By the time he has finished his sentence John has freed himself from my hand and is climbing up a purple net. Before I have returned through the plastic door to the café for another cup of coffee, John is already halfway up the giant play frame.
Half an hour later, a man wearing a suit and an earpiece is standing in front of me holding John’s hand. Attached to his shirt is a plastic badge telling me that he is the manager of Snakes and Ladders. Only his badge and his earpiece prevent him from looking like a funeral director, so low are his eyes, so dark his grimace.
‘I’m sorry to say we can’t find your son Matt on the main play frame,’ he announces.
My stomach tightens in annoyance.
‘He went in. He must be there,’ I reply.
‘We’ve checked every camera for twenty-five minutes.’ There is a pause. ‘Is it possible he ran past you and went outside?’
‘I wouldn’t have thought he would have done that.’
‘Is it possible?’
‘I fell asleep.

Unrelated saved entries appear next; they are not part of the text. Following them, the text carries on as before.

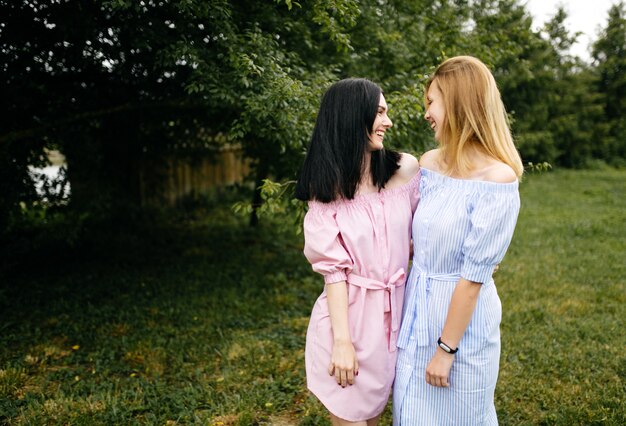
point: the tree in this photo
(609, 54)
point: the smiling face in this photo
(435, 109)
(381, 124)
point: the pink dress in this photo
(364, 241)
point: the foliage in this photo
(119, 85)
(127, 333)
(609, 52)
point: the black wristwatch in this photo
(446, 348)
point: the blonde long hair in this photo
(475, 115)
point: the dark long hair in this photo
(334, 161)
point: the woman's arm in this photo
(343, 364)
(460, 312)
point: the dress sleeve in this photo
(493, 220)
(414, 193)
(323, 245)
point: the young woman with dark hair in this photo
(357, 235)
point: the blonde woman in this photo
(449, 341)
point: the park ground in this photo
(204, 321)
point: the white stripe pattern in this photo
(461, 228)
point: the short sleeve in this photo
(492, 220)
(323, 245)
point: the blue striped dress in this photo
(461, 228)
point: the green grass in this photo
(204, 322)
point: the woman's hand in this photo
(438, 370)
(343, 364)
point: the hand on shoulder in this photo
(409, 166)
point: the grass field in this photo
(204, 322)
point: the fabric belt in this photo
(415, 323)
(390, 287)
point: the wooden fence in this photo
(183, 177)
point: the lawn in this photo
(203, 322)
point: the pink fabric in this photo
(365, 242)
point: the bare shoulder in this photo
(500, 173)
(409, 166)
(430, 159)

So it’s possible. Unlikely, but possible.’
‘We have another play complex outside. Maybe he went there.’
‘Why would he do that without telling anyone? He’s never been there before.’
John starts to cry. ‘I want my baby brother.’
I lift him into my arms.
‘We’ll find him. He can’t have gone far,’ I tell him.

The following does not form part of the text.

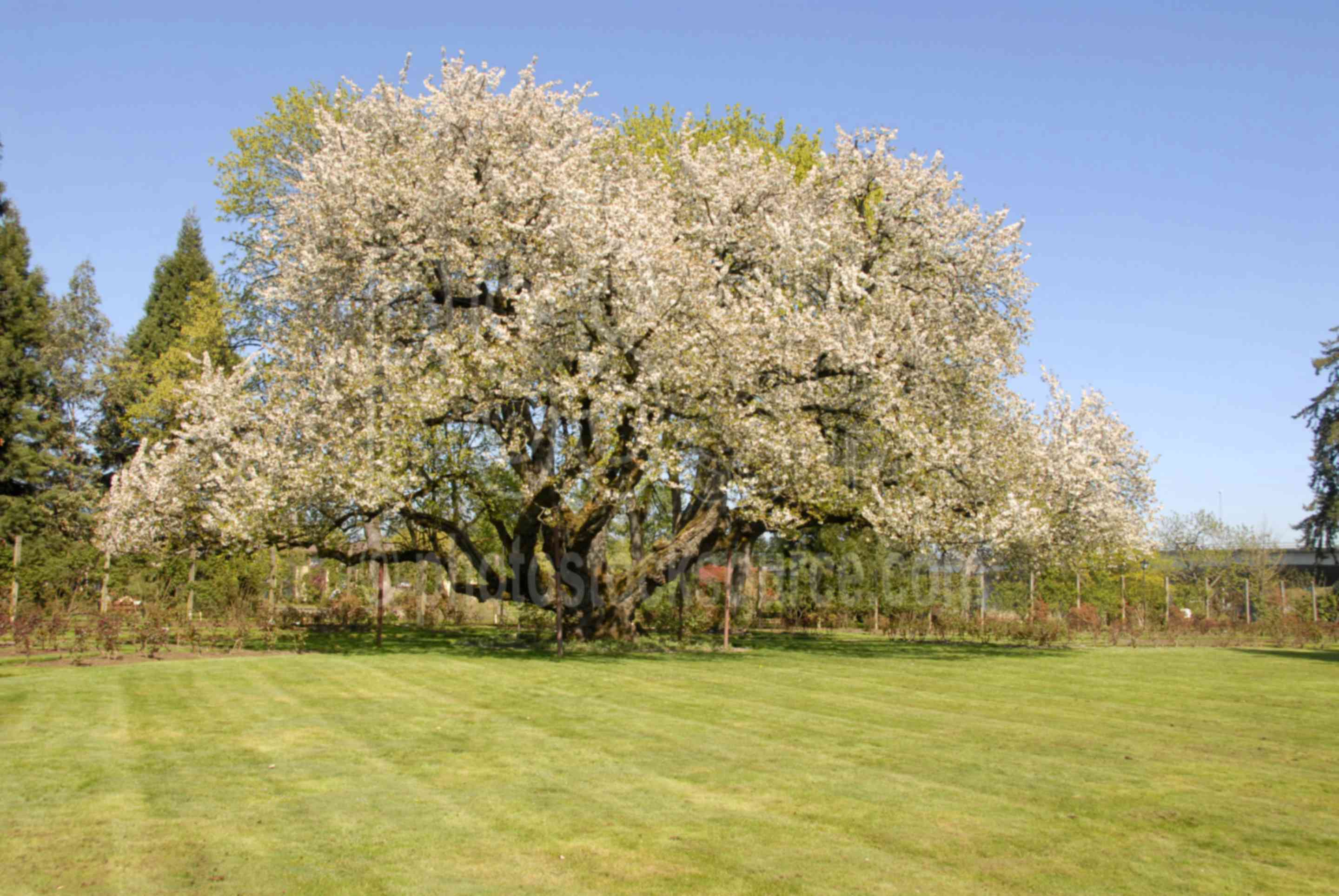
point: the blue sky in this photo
(1176, 164)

We follow the manager out of the Snakes and Ladders indoor arena, across the car park towards a large wooden climbing frame built in the shape of a fortress with boardwalk walls. The castle teems with children racing around the walls. I stand next to the manager, clinging on to John who is still crying, and a fist of panic suddenly squeezes me inside. Where is my son? Where has he gone? What’s happened to him? Then almost as soon as I start to panic, in the edge of my vision, like a speck of dust irritating me, something makes me turn to the corner of the climbing frame, and for a split second I think I see a boy of about Matt’s size, with blond curly hair.

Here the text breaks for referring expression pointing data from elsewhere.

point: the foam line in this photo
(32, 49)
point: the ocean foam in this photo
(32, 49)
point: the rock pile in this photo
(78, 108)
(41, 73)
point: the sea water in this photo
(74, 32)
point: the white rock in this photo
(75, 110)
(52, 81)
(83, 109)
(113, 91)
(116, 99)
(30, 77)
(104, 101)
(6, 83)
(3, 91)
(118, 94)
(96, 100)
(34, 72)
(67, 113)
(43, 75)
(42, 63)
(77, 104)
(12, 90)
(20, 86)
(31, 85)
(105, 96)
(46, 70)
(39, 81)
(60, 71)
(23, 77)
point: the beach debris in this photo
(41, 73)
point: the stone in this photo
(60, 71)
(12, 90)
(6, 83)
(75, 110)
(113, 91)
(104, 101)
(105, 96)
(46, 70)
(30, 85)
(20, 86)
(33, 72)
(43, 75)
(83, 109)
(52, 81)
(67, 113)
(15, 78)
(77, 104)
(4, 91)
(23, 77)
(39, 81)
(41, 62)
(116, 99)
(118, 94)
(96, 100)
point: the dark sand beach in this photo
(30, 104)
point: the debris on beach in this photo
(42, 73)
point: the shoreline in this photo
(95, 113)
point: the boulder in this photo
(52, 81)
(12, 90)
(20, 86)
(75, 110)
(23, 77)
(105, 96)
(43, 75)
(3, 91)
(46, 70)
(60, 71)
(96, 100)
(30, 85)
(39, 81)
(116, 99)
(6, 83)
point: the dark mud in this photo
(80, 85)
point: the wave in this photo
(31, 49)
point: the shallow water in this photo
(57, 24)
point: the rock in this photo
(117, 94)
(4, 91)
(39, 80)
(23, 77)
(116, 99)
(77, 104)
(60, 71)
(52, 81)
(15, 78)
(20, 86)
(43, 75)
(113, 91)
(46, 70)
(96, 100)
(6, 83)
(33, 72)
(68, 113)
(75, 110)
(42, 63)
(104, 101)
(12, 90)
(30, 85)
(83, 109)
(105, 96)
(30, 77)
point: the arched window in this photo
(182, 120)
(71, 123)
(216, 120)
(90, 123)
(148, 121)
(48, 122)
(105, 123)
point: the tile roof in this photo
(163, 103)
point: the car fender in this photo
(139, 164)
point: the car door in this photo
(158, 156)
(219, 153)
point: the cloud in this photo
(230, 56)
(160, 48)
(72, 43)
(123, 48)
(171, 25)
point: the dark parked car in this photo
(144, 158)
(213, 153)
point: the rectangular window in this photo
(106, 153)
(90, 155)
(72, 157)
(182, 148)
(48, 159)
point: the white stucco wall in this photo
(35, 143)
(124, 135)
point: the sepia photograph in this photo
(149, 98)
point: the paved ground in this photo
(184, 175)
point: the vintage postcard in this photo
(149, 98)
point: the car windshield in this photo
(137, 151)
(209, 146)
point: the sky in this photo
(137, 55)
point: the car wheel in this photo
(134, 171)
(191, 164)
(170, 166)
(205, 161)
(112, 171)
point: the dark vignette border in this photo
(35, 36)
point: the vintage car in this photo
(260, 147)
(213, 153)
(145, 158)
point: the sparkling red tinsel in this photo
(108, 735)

‘What is it?’ the manager asks. ‘Did you see something?’
‘I thought I saw him.’ I shake my head. ‘But maybe I didn’t.’
And then I see him again. Matt. Matt’s hair. Matt’s red face. Matt’s black jeans and new flashing trainers running down the steps of the castle towards me. I manage to keep calm in front of the manager – who no longer looks funereal – the swarming children, and their over-vigilant parents who are hovering anxiously by the play frame. But as soon as I strap him into his car seat to drive him home I smack him, hard on his cheek. He cries. John starts to cry in sympathy. I drive home with two crying boys who are howling and bellowing, wishing I knew where I’d put my earplugs. As soon as I have pulled the car into the drive and switched off the engine, I lean into the back of the car and smack Matt again. Hard, on the opposite cheek.